There is a vast physical literature on the subject which cite Reason 1 as justification, this is sometimes called the Vladimirov Hypothesis. Namely, we do not know the texture of spacetime at the Planck scale therefore it is possible that it might look more like $\mathbb{Q}_p^d$ than $\mathbb{R}^d$. It is a seductive idea, but there is no evidence for it. Moreover, this would beg the question of why would Nature choose a particular prime number. A perhaps better hypothesis is the Adelic one advocated by Manin, i.e., all primes should occur democratically. In any case, this is quite speculative at present.

The use of $p$-adic numbers in physics is not a "waste of time" because of Reason 2. By exaggerating only a little, one could argue that $p$-adic toy models is what guided Kenneth Wilson when making his great discoveries in the theory of the renormalization group which entirely revolutionized physics in the early seventies.

When studying complex multiscale phenomena it is often important to decompose functions into time-frequency atoms which live on a tree, e.g., when using a wavelet decomposition. Unfortunately for most questions of interest the metric which governs how these atoms interact with each other is not the natural (from the tree point of view) ultrametric distance, but the Euclidean metric of the underlying continuum. Hierarchical models in physics amount to changing the model so it is the ultrametric distance which defines atomic correlations. The same idea also appears in mathematics where such toy models are often called "dyadic models". See this wonderful post by Tao for a nice discussion of this circle of ideas. Given a problem in Euclidean space, there are lots of ways of setting up a simplified hierarchical model for it. The $p$-adics, in some sense provide the most canonical, stuctured and principled way of doing this.

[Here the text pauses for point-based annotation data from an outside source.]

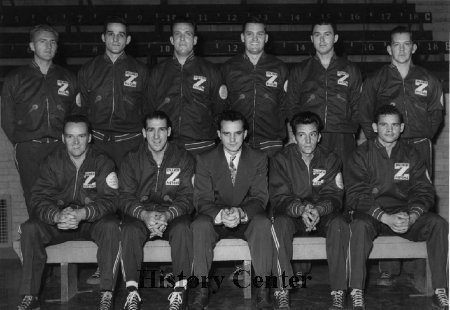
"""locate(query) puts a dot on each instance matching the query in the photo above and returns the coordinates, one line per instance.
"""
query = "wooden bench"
(70, 253)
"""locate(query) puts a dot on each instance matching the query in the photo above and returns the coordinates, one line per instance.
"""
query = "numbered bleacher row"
(213, 14)
(219, 31)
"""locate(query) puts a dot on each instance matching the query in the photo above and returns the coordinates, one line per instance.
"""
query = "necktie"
(233, 169)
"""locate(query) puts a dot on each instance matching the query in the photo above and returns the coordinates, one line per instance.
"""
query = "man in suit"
(230, 196)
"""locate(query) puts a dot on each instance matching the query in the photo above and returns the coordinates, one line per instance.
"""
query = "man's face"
(388, 129)
(115, 38)
(401, 48)
(157, 133)
(44, 45)
(76, 137)
(323, 39)
(254, 38)
(307, 136)
(183, 39)
(232, 135)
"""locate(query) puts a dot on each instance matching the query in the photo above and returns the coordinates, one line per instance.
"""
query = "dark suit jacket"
(214, 191)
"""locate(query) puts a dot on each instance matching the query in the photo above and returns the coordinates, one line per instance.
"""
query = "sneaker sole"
(93, 281)
(385, 283)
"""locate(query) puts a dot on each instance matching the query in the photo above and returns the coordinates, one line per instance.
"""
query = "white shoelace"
(105, 302)
(26, 302)
(282, 297)
(442, 296)
(175, 300)
(357, 298)
(132, 302)
(337, 298)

To go back to Wilson and the RG, he also used a hierarchical model and gave it yet another name "the approximate recursion". The importance of this toy model in Wilson's path to discovery is clear from his quote:

"Then, at Michael's urging, I work out what happens near four dimensions for the approximate recursion formula, and find that d-4 acts as a small parameter. Knowing this it is then trivial, given my field theoretic training, to construct the beginning of the epsilon expansion for critical exponents."

which can be found here (about one third from the bottom of the page).

As for references, a good entry point in the subject is the two articles:

  1. "Tree-like structure of eternal inflation: A solvable model" by Harlow, Shenker, Stanford, and Susskind, Phys. Rev. D 85, 063516 – 2012.
  2. "Nonarchimedean Conformal Field Theories" by Melzer, Int. J. Mod. Phys. A, 04, 4877 (1989).

Then for learning $p$-adic analysis there are various books or review articles, e.g.,

  1. "P-Adic Analysis and Mathematical Physics" by V.S. Vladimirov, I.V. Volovich, and E.I. Zelenov, World Scientific Publishing Company, 1994.
  2. "Theory of P-adic Distributions: Linear and Nonlinear Models" by S. Albeverio, A. Khrennikov, and V. M. Shelkovich, Cambridge University Press, 2010.
  3. "An Introduction to p-adic Fields, Harmonic Analysis and the Representation Theory of SL2" by Sally in Lett. Math. Phys. 1998.